The policy proposed by the major shareholder says that if ordinary share price is below Net Asset Value (NAV) , the company shall return capital to shareholders immediately. Trikona's share prices have been trading at a significant discount to the NAV of the company. As on 30 September 2008, the closing price of an ordinary share was 54.5 pence whilst the NAV per ordinary share was 138 pence. Currently the shares are trading at 28.25 pence, and reached a high of 116.5 pence in April 2008.

The identity of the shareholder is not revealed. The major shareholders in Trikona Trinity are Carrousel Capital, which holds a 14.3% stake,and New York based hedge fund QVT with 27% stake.
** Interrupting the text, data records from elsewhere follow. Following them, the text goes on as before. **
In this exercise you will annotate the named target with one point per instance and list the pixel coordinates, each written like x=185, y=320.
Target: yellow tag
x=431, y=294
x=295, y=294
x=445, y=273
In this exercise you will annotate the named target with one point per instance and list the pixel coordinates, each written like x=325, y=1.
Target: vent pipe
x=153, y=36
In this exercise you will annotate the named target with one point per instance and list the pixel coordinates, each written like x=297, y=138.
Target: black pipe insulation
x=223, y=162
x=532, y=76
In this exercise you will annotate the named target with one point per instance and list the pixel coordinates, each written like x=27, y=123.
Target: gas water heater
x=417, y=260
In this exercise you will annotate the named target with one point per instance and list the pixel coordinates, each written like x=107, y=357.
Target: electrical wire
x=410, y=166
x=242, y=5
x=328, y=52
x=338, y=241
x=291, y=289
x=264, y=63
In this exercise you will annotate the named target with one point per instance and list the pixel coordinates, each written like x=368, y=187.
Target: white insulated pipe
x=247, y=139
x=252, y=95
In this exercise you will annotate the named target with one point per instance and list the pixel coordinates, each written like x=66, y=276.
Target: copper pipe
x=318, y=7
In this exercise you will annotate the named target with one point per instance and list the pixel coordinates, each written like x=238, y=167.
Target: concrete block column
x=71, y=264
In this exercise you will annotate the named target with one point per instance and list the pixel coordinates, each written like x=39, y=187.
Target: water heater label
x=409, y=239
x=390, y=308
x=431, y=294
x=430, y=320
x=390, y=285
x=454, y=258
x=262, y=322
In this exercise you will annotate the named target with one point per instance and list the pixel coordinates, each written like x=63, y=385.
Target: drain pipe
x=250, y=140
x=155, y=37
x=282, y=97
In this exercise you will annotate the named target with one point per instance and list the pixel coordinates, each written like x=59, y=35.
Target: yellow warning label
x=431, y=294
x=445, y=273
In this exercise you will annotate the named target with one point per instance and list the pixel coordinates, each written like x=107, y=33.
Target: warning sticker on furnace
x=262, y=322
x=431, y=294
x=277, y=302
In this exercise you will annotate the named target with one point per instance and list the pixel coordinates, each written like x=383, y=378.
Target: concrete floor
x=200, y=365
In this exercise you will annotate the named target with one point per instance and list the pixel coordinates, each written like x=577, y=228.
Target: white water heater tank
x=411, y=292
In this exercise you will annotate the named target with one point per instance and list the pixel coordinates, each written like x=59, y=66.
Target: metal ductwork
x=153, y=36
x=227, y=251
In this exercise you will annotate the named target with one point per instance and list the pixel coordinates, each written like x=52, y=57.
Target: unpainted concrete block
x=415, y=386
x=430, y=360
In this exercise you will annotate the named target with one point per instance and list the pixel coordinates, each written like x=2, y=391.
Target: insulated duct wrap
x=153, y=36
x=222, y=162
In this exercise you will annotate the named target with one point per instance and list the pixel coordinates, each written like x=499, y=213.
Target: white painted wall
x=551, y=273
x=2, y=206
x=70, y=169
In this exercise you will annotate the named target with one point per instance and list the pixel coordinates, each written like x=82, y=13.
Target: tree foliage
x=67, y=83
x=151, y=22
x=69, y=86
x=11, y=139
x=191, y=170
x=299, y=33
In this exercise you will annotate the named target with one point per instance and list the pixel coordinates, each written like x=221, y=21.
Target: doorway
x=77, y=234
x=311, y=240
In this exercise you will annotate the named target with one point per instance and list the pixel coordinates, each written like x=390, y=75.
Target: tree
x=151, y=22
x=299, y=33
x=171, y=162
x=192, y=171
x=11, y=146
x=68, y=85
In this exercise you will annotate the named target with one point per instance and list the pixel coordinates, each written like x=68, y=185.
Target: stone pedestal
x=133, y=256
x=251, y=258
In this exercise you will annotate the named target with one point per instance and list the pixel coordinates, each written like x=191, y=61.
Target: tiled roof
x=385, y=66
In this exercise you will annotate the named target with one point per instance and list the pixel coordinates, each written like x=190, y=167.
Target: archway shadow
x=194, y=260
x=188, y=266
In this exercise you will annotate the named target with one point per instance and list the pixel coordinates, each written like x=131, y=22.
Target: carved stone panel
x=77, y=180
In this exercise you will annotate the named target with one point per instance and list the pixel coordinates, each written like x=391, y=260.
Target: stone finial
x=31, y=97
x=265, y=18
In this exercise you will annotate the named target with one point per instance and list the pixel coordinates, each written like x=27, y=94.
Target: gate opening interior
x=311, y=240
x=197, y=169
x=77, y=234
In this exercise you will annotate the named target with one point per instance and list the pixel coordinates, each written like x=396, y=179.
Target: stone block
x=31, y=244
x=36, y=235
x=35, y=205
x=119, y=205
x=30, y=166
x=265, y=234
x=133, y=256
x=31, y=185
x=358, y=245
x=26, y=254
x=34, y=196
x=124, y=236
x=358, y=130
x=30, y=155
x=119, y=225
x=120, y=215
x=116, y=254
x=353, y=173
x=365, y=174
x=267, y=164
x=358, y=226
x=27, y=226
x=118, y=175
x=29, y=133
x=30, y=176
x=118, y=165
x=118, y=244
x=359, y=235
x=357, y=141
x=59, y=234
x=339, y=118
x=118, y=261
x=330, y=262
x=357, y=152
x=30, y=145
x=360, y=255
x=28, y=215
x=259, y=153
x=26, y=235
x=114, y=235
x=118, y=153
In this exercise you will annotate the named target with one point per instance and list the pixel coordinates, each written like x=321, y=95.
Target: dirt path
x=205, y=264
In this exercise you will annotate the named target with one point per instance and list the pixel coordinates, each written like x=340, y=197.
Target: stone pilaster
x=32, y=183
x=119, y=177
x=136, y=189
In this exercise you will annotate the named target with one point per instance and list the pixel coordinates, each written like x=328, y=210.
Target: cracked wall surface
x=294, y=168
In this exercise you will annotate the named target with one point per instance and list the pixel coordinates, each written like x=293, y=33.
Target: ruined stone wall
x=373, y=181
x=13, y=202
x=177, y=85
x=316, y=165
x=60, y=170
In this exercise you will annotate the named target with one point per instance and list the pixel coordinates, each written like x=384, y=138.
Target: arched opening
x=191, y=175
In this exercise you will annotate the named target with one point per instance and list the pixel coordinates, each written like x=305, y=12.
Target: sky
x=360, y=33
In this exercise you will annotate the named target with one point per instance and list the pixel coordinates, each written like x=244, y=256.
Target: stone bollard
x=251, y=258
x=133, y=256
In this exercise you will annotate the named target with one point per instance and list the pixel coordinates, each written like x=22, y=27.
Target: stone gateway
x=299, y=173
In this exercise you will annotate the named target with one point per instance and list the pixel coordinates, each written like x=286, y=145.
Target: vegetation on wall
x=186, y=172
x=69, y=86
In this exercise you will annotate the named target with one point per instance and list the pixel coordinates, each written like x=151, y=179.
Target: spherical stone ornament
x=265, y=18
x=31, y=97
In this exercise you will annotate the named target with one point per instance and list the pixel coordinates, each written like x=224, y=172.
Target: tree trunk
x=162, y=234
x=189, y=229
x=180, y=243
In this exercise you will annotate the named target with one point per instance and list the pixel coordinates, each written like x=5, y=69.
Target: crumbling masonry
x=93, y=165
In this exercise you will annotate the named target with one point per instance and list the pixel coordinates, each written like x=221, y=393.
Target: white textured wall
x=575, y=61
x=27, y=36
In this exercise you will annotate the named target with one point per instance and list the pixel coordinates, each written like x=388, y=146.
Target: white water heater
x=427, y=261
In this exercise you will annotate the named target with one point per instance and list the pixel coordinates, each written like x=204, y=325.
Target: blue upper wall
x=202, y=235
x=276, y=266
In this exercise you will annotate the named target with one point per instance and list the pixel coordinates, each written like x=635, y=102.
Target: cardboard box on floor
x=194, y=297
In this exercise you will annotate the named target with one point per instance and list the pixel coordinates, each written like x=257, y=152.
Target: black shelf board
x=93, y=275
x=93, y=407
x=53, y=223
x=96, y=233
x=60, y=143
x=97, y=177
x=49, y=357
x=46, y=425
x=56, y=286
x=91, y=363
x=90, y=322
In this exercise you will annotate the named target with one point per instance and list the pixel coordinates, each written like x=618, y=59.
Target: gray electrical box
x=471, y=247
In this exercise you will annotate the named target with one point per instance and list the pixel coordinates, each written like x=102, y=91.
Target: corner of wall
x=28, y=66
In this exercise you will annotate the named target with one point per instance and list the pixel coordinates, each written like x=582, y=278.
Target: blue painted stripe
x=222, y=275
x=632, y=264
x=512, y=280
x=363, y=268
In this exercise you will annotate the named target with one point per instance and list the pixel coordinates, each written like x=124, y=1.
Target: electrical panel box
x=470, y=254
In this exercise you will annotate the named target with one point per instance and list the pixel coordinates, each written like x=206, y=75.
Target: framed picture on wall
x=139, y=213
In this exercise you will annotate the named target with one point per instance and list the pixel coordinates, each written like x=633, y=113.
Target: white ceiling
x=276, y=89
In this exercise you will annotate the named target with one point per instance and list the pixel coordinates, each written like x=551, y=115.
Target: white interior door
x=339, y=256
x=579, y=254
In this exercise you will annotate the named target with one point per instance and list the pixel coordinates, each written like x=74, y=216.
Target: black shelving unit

Late last year Trikona Trinity appointed Andrzej Sobczak and Pradeep Verma of UK based hedge fund Carrousel Capital as Executive Directors, while QVT is not represented on the board.  

This proposal by the shareholder will be taken up in the Extra-ordinary General Meeting of Trikona Trinity on March 24, 2009 at Isle of Man, where the company is registered.  

Besides this proposal, the EGM will take up two other proposals by the board of Trkona Trinity. The board has proposed a new investment policy, under which the company will continue realisation of assets till it has returned £100 million in buybacks or has bought 70% of the company’s issued share capital through buy backs. The third proposal is a to give the firm a longer time to dispose off the assets.

Interestingly, the board of Trikona Trinity has "unanimously" asked shareholders to vote against the first proposal (by the major shareholder), while they have asked the shareholders to vote for second decision.  

In spite of repeated attempts by VCCircle to contact Aashish Kalra, Managing Director of Trikona Capital, either he or the company representatives were not available for comments. Trikona Group co-founded by two New York-based NRIs, Rak Chugh and Ashish Kalra is currently managing over $1 billion in Indian infrastructure and real estate assets.

This follows a series of incidents at AIM where shareholders have questioned the promoters of India centric companies recently. The most recent is the case of Hirco. The AIM-listed real estate fund, promoted by realty major Hiranandani group, ran into a tight spot as shareholders demanded a non-Hirnandani Chairman.

other instances include Asian hedge fund Altima India Master Fund asking for removal of Raghav Bahl and Alok Verma as directors of the AIM listed The Indian Film Company (IFC). KSK Emerging India Energy Fund (KEF), a £100 million fund listed in AIM, was recently wound up after the shareholders passed a resolution demanding the same.

Trikona Trinity Capital is managed by Trikona Capital and has 17 investments in India. It has sold off some of its investments to German property fund management company SachsenFonds GmbH, with average returns of 97%.

In mid-October last year, Carrousel had called for an EGM to appoint of its executives as company directors. In the same notice Carrousel also said that it wants Trikona to sell the investments it has made in India at a cost of £220 million and return the proceeds to shareholders.